On a number of occasions, I’ve talked about using this blog as a vehicle for other people’s writing. And there is a great deal of thoughtful, challenging material out there. It feels like a useful idea, even if my audience is sparse. Inevitably, given my disposition, most will be political in intent. However, for starters, here’s a beautiful, unsettling and contradictory quote from the enigmatic Albert Camus.
In the meantime, I’ve set off writing up my notes from the talk on Authoritarianism. It’s become clear that the notes constitute only a beginning. Even as I scribble more questions and even answers come to light. These need to be scrutinised and incorporated. Who knows when and where it will end?
Every time a man (or I myself) gives way to vanity, every time he thinks and lives in order to show off, this is a betrayal. Every time, it has always been the great misfortune of wanting to show off which has lessened me in the presence of truth. We do not need to reveal ourselves to others, but only to those we love, for then we are no longer revealing ourselves in order to seem but in order to give. There is much more strength in a man who reveals himself only when it is necessary. I have suffered from being alone, but because I have been able to keep my secret I have overcome the suffering of loneliness. To go right to the end implies knowing how to keep one’s secret. And, today, there is no greater joy than to live alone and unknown. My deepest joy is to write. To accept the world and to accept pleasure—but only when I am stripped bare of everything. I should not be worthy to love the bare and empty beaches if I could not remain naked in the presence of myself…” ~Albert Camus (Book: Notebooks 1935-1942)

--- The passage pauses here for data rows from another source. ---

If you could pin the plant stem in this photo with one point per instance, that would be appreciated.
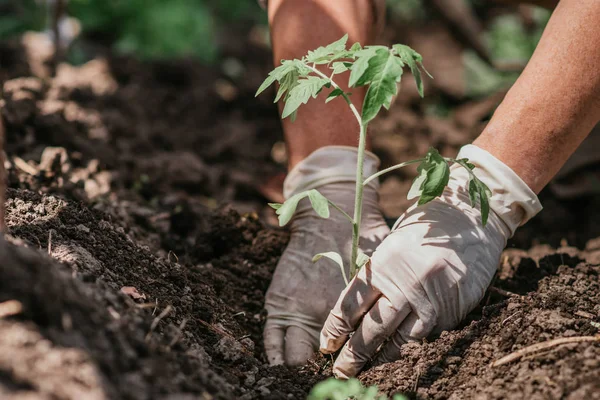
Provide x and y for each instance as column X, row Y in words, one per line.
column 344, row 95
column 349, row 218
column 362, row 144
column 393, row 167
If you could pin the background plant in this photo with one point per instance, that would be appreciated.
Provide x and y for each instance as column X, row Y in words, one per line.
column 379, row 68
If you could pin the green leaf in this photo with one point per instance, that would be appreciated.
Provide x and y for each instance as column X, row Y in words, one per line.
column 361, row 259
column 300, row 94
column 332, row 255
column 480, row 189
column 484, row 194
column 288, row 208
column 465, row 163
column 355, row 47
column 413, row 60
column 361, row 65
column 319, row 203
column 286, row 84
column 341, row 66
column 384, row 73
column 268, row 82
column 276, row 75
column 438, row 175
column 275, row 206
column 323, row 55
column 473, row 193
column 417, row 187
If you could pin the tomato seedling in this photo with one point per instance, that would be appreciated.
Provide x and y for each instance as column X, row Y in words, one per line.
column 379, row 69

Thanks to Philo Thoughts at https://www.facebook.com/philo.thoughtspage
There’s a host of information and a fascinating biography on the Albert Camus Society website
2 thoughts on “Camus on vanity and the joy of living alone”
What happened to the ‘famous French actress’?
Linda – I was utterly ignorant but now realise what a remarkable person she was.
When Camus was killed in a car crash in January 1960, two days before the couple were due to meet for the first time in months, Casares was devastated.
“For me, he represented man in every sense, in his vitality, passion, imagination and commitment to individual thought and speech,” she said later. “When he was killed, I felt the loss like an unendurable absence, a painful absence that made an adult of me.”